婆は婆で、その時の光景を思い出していた。あの時は占い玉はテーブルの上に出ていたから光るのは分かったが、今回は引き出しにしまってあり、光ったとしても分からなかっただろう。崩れる音も聞いてはない。いったい、いつ崩れたのじゃ。と考えた時、そう言えばと思い出したことがあった。

「わしのとこの占い玉はしまってあってな、今回の嵐の時は前みたいに光ったかどうかは分からんのじゃ。それに洞窟の音も聞いとらんがたぶん崩れたのは最近じゃな」

婆から玉の事を言いだされた時にはひやっとしたが婆はそれ以上は玉の事には触れず、話しは崩れたことに向かったのでホッとした。それにしても婆は今、なぜ崩れたのは最近だと言ったのだろう。異常値と崩れたのと同じ時期ということか。

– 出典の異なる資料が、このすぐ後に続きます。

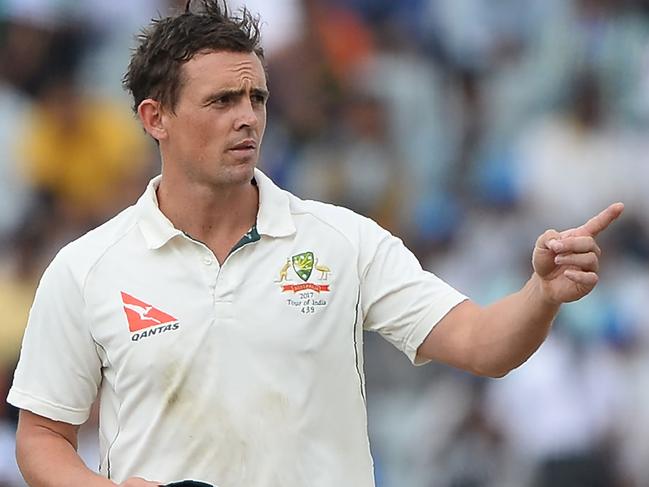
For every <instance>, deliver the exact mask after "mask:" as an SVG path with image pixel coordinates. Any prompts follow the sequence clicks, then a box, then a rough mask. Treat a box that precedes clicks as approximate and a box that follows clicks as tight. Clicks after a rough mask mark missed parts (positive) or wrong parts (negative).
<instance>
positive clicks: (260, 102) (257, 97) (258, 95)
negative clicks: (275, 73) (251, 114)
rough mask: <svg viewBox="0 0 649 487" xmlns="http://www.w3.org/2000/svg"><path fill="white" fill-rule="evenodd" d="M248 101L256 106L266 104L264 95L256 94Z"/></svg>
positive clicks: (252, 96) (264, 104)
mask: <svg viewBox="0 0 649 487" xmlns="http://www.w3.org/2000/svg"><path fill="white" fill-rule="evenodd" d="M250 99H251V100H252V102H253V103H255V104H257V105H265V104H266V95H263V94H261V93H256V94H253V95H252V96H251V97H250Z"/></svg>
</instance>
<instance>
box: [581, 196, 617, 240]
mask: <svg viewBox="0 0 649 487" xmlns="http://www.w3.org/2000/svg"><path fill="white" fill-rule="evenodd" d="M623 211H624V203H613V204H612V205H611V206H609V207H608V208H606V209H605V210H604V211H602V212H601V213H599V214H598V215H597V216H594V217H593V218H591V219H590V220H588V221H587V222H586V223H584V224H583V225H582V226H581V227H579V228H578V231H580V232H579V233H587V234H588V235H591V236H593V237H595V236H596V235H597V234H598V233H600V232H602V231H604V230H606V228H607V227H608V226H609V225H610V224H611V223H613V222H614V221H615V220H616V219H617V217H619V216H620V215H621V214H622V212H623Z"/></svg>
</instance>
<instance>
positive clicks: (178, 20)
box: [122, 0, 264, 113]
mask: <svg viewBox="0 0 649 487" xmlns="http://www.w3.org/2000/svg"><path fill="white" fill-rule="evenodd" d="M209 51H229V52H252V53H255V54H257V56H259V58H260V59H261V60H262V61H263V59H264V50H263V48H262V47H261V34H260V28H259V17H256V16H253V15H252V14H251V13H250V11H249V10H248V9H246V8H245V7H244V8H242V9H241V10H240V15H239V16H234V15H231V14H230V12H229V10H228V7H227V4H226V3H225V1H223V3H221V2H220V1H219V0H200V1H192V0H188V1H187V4H186V6H185V9H184V11H181V12H178V13H176V14H175V15H171V16H169V17H164V18H159V19H153V20H152V21H151V24H150V25H149V26H148V27H147V28H145V29H144V30H142V32H141V33H140V35H139V36H138V45H137V47H136V48H135V50H134V52H133V54H132V56H131V62H130V63H129V66H128V70H127V72H126V74H125V75H124V78H123V80H122V83H123V85H124V88H125V89H126V90H127V91H129V92H130V93H131V94H132V95H133V111H134V112H136V113H137V109H138V106H139V105H140V103H142V101H143V100H145V99H147V98H153V99H155V100H157V101H159V102H160V103H161V104H162V106H163V107H164V108H167V109H169V110H170V111H171V112H173V111H174V109H175V107H176V103H177V101H178V95H179V93H180V89H181V88H182V85H183V79H182V71H181V70H182V65H183V64H185V63H186V62H187V61H189V60H191V59H192V58H193V57H194V56H196V55H197V54H199V53H202V52H209Z"/></svg>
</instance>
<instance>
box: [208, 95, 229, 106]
mask: <svg viewBox="0 0 649 487" xmlns="http://www.w3.org/2000/svg"><path fill="white" fill-rule="evenodd" d="M230 103H232V95H221V96H219V97H217V98H214V99H213V100H212V101H211V102H210V105H216V106H221V107H223V106H227V105H229V104H230Z"/></svg>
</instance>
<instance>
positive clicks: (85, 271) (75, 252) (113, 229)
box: [48, 206, 137, 287]
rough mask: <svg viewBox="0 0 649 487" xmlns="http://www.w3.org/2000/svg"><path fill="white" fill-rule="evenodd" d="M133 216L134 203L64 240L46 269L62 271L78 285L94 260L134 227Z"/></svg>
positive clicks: (134, 223)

「そうです。異常値が観測されたのは二週間ほど前のことです。でも崩れたのは最近だとなぜ思ったのですか」
「それはじゃな、あの嵐の起きる前の昼間のことだが、バラムの村のアマトが洞窟から出て来たのを見てな、何をしてるとわしは聞いたのじゃ。その時は崩れたとも何とも言ってなかったからじゃ」
「えっ、その日にその少年は洞窟に入ったのですか! 」
「ああ、わしも不思議に思って聞いたが、ただ観光地になる前に自分も見たいからだと言ってたな。わしが茶店を出そうと思ったのもそれを聞いたからじゃがな」
アマトに茶店でも出したらと言われた時は、そんなことするか! と怒鳴ったことなど婆の頭からは消えている。
「少年は洞窟の奥まで入ったのですか? 」
「さあな、詳しくは聞いとらんがな。だが魔物の正体がもう分かったから怖くなんかないと言っとたからな。奥まで入ったじゃろう」
「名前は……アマトと言いましたね」
「そうじゃ。アマトじゃが……はて……そういえば不思議じゃな、あの少年は……前の嵐の時も次の日にドゥルパの洞窟がある河原に倒れていたということじゃが。親は嵐で遭難して浜辺に打ち上げられ死んでいたというのにな……」

アマト……遭難……そう言えば、遭難した夫婦の息子が生きていたと言っていたが名前は確か……アマトだったな。あの時、生き証人だから話しを聞きたいと申し入れたが、本人はショックで覚えていないし、思い出させたくないとかと言われ会うことが出来なかった。だが、今、婆の言ったことはほんとうなのか? 
「えっ、見つかったのは両親と同じ海岸ではないのですか! 」
「そうなのじゃ、しかも誘拐されて洞窟に連れていかれたパシカと一緒に河原にいたと言うのじゃ。おかしな話だ」
村人から信用されていないあやしげな占い婆の話しだ。これは確かめる必要がある。海で遭難した少年が海岸から一山超えた山奥の河原で見つかるなんてありえない。
「お婆さん、ありがとう」
ガイは予定を変更してバラムに戻ることにした。

「そうそう、また占い玉がいるなら貸してもいいぞ」
ガイが急いで帰ろうと背を見せたので婆は呼びとめて言った。
ガイはそれには返事もしなかった。ここで偽の占い玉など見たくもない。

婆の家から離れ、本道に戻った時、計測器をもう一度確かめた。洞窟内ほど高くはなかったがそれでもまだ異常のままだ。
前回が正常になっていた場所で今回は異常となっている……なにか条件に違いがあるとしたら一つはあの洞窟内の崩れだ。他に何かないか……まさか……関係はないと思うが、
ガイの脳裏に占い玉が浮かぶ。前回は占い婆の家に合ったが今回はここには無い。
バカげている。あの小さな玉が関わっていると考えるなどとは。空想の世界だ。
だが……婆は、前回あの玉が嵐とともに光ったと言っていた。もしそれが本当なら、あの玉には未知の力が秘められていることになる。それを確認したいならもう一度、あの占い玉をここに持ってくれば確かめられるな。よし、そうしよう。